I'm Sensing a Pattern

Biosensing and machine learning are a match made in heaven. Much of the signaling done in the human body is electrical, which means we can measure these signals with relatively simple sensing equipment. However, the meaning behind these signals is exceedingly complex and difficult to interpret in many cases. Untangling the complex interplay between numerous electrical impulses firing in parallel is beyond our ability to understand.
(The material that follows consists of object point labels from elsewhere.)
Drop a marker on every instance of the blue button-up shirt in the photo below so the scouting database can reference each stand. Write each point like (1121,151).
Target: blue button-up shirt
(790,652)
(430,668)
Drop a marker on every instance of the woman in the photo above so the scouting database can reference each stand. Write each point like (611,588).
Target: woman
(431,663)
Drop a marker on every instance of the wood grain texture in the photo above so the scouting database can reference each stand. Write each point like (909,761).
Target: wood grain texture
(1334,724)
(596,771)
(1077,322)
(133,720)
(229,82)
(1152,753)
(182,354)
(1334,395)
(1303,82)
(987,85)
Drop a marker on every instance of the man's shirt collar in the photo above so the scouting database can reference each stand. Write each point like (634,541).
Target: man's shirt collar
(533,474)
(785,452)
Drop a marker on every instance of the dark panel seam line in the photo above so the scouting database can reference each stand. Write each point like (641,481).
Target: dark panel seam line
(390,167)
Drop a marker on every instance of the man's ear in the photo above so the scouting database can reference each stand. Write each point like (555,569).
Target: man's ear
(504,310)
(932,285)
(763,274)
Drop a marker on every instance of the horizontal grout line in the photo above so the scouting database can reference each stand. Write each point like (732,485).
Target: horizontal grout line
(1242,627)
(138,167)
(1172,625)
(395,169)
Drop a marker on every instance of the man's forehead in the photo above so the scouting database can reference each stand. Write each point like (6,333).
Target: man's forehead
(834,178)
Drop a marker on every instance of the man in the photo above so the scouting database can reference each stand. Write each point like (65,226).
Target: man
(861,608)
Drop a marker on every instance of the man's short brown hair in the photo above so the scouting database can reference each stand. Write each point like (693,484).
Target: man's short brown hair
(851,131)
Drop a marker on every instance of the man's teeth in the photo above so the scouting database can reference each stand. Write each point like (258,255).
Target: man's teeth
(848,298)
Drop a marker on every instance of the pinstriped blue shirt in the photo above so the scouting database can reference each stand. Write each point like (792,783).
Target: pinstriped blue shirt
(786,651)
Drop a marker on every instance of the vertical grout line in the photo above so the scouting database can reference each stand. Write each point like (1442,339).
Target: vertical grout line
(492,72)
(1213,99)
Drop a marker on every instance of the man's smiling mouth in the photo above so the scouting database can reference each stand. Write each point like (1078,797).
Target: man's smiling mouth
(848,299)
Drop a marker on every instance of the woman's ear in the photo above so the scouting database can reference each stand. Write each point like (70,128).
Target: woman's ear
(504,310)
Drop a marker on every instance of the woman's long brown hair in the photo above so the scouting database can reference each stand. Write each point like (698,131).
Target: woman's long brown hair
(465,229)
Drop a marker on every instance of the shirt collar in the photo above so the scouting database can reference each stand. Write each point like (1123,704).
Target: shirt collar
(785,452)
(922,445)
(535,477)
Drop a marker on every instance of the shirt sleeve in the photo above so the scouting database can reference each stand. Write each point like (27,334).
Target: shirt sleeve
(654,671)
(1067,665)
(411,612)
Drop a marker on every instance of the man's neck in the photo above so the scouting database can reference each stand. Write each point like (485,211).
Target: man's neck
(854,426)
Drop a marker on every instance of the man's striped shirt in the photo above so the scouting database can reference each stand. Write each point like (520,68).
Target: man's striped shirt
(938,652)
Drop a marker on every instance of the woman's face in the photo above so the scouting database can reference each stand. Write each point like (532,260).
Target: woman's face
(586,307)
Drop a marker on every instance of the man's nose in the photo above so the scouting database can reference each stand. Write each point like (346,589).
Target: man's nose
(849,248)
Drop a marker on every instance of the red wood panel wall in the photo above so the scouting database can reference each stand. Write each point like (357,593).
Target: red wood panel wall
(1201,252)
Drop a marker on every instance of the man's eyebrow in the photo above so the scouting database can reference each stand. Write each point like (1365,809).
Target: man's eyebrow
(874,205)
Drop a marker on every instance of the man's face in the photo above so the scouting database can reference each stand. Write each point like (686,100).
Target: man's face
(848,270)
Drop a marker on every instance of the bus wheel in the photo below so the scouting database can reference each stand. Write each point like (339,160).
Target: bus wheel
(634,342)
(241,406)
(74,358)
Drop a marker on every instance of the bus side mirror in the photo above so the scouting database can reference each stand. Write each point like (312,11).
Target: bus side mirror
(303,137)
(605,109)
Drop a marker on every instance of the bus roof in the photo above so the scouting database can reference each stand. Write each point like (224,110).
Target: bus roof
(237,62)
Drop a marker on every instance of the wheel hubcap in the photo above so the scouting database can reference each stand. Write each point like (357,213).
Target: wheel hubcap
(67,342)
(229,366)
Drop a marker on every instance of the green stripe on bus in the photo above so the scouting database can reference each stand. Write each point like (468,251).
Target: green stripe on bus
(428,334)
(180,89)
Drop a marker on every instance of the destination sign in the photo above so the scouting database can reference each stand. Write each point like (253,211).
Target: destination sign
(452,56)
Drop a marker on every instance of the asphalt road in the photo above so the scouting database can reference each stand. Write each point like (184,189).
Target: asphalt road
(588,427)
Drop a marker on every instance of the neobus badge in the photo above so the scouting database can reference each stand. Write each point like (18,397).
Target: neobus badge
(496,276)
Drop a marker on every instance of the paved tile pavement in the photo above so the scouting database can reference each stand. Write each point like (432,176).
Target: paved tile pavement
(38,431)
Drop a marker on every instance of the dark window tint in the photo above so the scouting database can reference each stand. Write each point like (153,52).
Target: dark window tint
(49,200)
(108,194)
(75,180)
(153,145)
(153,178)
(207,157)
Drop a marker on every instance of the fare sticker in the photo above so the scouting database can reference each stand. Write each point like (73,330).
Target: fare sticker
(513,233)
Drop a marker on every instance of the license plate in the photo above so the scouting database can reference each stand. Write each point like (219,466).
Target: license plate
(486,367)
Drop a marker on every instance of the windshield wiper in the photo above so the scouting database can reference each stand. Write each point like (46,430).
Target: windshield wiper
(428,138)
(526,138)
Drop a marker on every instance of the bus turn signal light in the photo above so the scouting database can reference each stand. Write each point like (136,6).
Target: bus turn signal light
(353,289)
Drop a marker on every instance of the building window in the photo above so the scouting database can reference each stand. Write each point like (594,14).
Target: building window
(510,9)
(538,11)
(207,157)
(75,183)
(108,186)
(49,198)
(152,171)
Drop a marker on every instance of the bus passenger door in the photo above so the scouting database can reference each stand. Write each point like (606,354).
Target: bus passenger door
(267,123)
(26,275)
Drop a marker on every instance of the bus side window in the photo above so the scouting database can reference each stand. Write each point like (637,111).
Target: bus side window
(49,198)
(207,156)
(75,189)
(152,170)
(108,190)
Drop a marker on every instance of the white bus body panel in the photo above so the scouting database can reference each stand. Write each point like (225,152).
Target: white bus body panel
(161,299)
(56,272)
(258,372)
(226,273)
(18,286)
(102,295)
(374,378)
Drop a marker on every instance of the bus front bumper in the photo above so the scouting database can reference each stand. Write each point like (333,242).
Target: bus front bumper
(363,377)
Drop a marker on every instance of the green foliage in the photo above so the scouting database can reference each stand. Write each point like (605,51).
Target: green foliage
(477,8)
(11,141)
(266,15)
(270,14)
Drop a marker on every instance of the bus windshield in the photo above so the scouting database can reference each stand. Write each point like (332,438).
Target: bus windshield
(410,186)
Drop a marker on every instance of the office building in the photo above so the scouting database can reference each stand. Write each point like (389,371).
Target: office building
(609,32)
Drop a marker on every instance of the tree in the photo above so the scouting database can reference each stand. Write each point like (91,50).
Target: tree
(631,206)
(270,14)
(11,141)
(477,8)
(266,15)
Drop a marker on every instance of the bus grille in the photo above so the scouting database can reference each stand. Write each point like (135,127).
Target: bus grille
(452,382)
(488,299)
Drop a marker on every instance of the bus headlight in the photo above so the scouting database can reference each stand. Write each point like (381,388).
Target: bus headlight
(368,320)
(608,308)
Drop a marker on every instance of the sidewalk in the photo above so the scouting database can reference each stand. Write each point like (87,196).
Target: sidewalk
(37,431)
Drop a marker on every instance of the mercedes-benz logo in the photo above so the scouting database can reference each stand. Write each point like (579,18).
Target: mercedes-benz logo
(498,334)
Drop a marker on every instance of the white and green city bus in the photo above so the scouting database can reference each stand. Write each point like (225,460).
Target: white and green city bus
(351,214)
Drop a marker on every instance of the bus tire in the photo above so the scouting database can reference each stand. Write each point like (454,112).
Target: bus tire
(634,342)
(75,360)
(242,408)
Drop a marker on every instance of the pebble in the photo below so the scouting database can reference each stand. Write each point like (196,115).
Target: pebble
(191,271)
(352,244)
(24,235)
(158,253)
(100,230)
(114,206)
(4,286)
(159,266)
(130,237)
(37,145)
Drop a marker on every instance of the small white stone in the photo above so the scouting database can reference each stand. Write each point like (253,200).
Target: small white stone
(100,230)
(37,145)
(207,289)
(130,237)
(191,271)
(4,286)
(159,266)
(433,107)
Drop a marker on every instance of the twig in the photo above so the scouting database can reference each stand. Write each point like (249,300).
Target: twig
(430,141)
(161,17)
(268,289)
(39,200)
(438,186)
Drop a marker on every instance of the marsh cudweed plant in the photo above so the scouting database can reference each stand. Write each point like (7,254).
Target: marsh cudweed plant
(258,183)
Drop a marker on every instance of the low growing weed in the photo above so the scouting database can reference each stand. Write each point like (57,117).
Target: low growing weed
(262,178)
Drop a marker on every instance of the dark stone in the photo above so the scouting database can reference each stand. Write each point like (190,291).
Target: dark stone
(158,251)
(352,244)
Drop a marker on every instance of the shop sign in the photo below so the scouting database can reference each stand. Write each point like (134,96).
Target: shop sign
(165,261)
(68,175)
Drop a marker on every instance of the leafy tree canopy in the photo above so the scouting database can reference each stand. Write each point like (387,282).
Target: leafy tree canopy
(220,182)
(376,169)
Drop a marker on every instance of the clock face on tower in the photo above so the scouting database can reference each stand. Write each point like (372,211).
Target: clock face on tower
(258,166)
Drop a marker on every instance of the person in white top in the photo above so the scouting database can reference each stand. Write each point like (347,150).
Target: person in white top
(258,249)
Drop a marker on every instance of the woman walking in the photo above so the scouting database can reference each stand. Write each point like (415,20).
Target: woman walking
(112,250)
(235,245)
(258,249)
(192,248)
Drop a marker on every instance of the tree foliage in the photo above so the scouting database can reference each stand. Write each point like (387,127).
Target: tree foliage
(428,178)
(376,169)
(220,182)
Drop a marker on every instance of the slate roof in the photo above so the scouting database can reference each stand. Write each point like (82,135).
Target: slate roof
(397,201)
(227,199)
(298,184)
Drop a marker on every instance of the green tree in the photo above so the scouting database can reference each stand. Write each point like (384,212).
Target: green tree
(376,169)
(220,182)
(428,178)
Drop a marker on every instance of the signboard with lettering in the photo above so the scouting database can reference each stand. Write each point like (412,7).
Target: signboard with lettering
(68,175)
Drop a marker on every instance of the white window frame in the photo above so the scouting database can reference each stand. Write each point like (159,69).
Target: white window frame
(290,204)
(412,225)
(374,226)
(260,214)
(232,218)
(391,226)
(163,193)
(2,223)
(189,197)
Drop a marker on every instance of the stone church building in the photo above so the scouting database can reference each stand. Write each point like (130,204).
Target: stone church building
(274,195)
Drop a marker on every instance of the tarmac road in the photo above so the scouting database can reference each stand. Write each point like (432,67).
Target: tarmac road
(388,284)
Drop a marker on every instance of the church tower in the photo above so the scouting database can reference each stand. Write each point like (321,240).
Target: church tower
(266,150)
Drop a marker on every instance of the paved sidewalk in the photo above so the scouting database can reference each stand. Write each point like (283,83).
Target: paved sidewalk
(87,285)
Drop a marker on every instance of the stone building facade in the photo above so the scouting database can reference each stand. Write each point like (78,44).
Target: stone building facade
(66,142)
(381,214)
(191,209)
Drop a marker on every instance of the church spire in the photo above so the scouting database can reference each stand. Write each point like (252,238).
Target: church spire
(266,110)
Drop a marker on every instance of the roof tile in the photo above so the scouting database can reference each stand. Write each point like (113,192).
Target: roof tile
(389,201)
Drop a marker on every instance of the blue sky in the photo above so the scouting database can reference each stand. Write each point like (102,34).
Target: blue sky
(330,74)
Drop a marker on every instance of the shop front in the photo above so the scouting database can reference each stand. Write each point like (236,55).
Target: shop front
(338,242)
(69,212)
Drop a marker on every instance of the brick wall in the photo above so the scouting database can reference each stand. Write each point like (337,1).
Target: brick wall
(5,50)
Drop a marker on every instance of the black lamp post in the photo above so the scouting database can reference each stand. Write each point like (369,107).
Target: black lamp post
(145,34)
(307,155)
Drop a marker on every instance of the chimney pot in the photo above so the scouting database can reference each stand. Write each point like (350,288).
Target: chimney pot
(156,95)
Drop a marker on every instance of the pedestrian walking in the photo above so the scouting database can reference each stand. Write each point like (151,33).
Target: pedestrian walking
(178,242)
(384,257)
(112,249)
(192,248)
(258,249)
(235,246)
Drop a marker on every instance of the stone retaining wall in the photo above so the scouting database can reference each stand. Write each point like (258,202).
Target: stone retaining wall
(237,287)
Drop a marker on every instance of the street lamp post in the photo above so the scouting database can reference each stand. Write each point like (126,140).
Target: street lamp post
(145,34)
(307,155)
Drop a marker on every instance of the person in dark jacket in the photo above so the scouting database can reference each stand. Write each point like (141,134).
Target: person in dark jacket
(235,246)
That is where machine learning comes in — these algorithms are ideal for recognizing complex patterns.

The set of tools required makes biosensing a surprisingly approachable field, even for the casual hobbyist. Both the sensing equipment and the software toolkits and hardware required to run the machine learning algorithms are well within reach of nearly anyone that is interested. And now another accessible sensing option has been developed by electronics enthusiast and Hackaday.io user TURFPTAx, who has recently created the Open Muscle Sensor Bracelet (OM-12) and Open Muscle Labeler (LASK5). These open source tools were created to assist in the exploration of muscle sensing and machine learning in prosthetic technologies.

The OM-12 Sensor Bracelet is a wristband equipped with a set of three cells, each containing ESP32-C3 microcontrollers, Hall effect sensors, and mechanical keyboard switches. These specialized cells detect even small changes in muscle pressure to reveal forearm muscle contractions in real-time. Three more cells are equipped with power management and battery circuits. While the Sensor Bracelet is intended for experimental use only, it provides an effective platform for testing prosthetic control algorithms. MicroPython support further eases this development process.

The LASK5 Labeler is a small device that works with the Sensor Bracelet by labeling the data that it produces. This added annotation is necessary in preparing the data for analysis by a machine learning algorithm. The Labeler is also powered by ESP32-S3 microcontroller and includes Hall effect sensors. The inclusion of a display and buttons form a simple user interface that further simplifies the labeling process. In practice, a user would leverage the Labeler to identify what they are doing (e.g., a specific muscle movement) as they collect biosensor data — an essential data point when training supervised learning algorithms.

TURFPTAx believes that these tools will be useful to others that are designing prosthetic control systems or a variety of human-machine interfaces. If that happens to be you (or might be you in the future), this toolkit is worth checking out. Design files, schematics, and the bill of materials are all freely available on GitHub.